Another study, this one involving 100 doctoral students at Harvard, found that most listened to music at the same volume level when there was little outside noise. But many cranked up the volume to dangerous levels when ambient noise increased. This was particularly true of males and earbud users. Yet another study, by Australia’s Hearing Cooperative Research Centre, showed that a third of teens routinely listen to music at 85 decibels or more. The bottom line: Even though they’re bulkier and not as cool looking as earbuds, earmuff-style phones block more outside noise, so listeners aren’t as likely to crank up the volume to harmful levels. Custom in-ear models designed to reduce outside noise also may help.

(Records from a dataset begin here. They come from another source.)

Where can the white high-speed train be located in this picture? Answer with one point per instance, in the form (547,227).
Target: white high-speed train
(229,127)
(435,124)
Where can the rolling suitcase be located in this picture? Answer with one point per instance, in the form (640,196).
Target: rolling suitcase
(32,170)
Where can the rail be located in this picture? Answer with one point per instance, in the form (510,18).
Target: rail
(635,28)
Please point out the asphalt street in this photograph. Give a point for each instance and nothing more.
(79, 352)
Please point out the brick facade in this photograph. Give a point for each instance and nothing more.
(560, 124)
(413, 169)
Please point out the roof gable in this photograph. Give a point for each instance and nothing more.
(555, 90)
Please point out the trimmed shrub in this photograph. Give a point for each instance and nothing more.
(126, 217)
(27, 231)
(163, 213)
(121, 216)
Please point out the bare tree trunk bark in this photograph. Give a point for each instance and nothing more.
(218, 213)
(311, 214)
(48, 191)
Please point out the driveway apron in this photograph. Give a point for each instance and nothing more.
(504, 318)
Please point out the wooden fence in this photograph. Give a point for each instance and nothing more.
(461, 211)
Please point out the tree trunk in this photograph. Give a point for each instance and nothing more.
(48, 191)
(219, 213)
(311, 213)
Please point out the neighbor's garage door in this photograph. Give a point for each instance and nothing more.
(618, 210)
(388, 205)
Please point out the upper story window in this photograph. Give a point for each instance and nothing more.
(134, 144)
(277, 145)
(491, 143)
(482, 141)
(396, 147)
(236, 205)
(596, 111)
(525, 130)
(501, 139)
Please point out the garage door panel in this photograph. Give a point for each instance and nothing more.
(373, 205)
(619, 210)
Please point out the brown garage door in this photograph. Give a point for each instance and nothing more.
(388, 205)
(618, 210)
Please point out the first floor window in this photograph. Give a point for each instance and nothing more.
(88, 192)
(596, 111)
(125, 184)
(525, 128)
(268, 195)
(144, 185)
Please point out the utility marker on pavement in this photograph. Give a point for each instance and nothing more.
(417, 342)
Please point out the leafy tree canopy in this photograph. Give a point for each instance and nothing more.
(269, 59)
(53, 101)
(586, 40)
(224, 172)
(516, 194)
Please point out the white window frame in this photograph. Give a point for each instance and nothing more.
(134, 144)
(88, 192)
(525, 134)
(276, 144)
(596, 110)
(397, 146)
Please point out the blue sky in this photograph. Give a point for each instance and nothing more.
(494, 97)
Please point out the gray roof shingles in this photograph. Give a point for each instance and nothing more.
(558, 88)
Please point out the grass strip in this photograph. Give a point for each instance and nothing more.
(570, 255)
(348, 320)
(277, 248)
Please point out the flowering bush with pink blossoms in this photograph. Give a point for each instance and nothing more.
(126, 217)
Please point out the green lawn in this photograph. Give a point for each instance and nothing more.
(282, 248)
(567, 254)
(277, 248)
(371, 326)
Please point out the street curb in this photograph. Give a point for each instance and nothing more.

Warm milk will help you go to sleep at night
According to age-old wisdom, milk is chock full of tryptophan, the sleep-inducing amino acid that is also well known for its presence in another food thought to have sedative effects, turkey. But whether milk can induce sleep is debatable, and studies suggest that if it does, the effect has little to do with tryptophan. To have any soporific effect, tryptophan has to cross the blood-brain barrier. And in the presence of other amino acids, it ends up fighting—largely unsuccessfully—to move across. One study by researchers at the Massachusetts Institute of Technology demonstrated this in 2003. The study, which was published in The American Journal of Clinical Nutrition, showed that eating protein-rich foods—like milk—decreased the ability of tryptophan to enter the brain. The trick, the study showed, is to eat foods high in carbohydrates, which stimulate the release of insulin. Insulin, in turn, makes it easier for tryptophan to enter the brain.
Dogs, even on a leash, give birds a fright
Australian researchers have found that walking leashed dogs along woodland paths leads to a significant reduction in the number and diversity of birds in the area, at least over the short term. Peter B. Banks and Jessica V. Bryant of the University of New South Wales surveyed birds along woodland trails near Sydney shortly after dogs were walked on them or after people walked alone. All kinds of dogs were involved, big and small, purebred and mutt. As a control, they also surveyed birds on trails that no one, human or canine, had recently walked on. Banks said the study was an outgrowth of his interest in predator-prey interactions. “Here you have a predator that is being walked through the bush quite regularly,” he said.
The researchers chose trails in places where dogs were banned and in other areas where dog walking was common, expecting different results in each. “We thought that where there was regular dog walking birds would get used to it,” Banks said. “Well, they didn’t.” Regardless of the type of area, dog walking led to a 35 percent reduction in the number of bird species and a 41 percent reduction in overall bird numbers, compared with the control. The study, published in Biology Letters, provides support for park managers and others on the same side of what can be a heated debate over dogs in natural areas.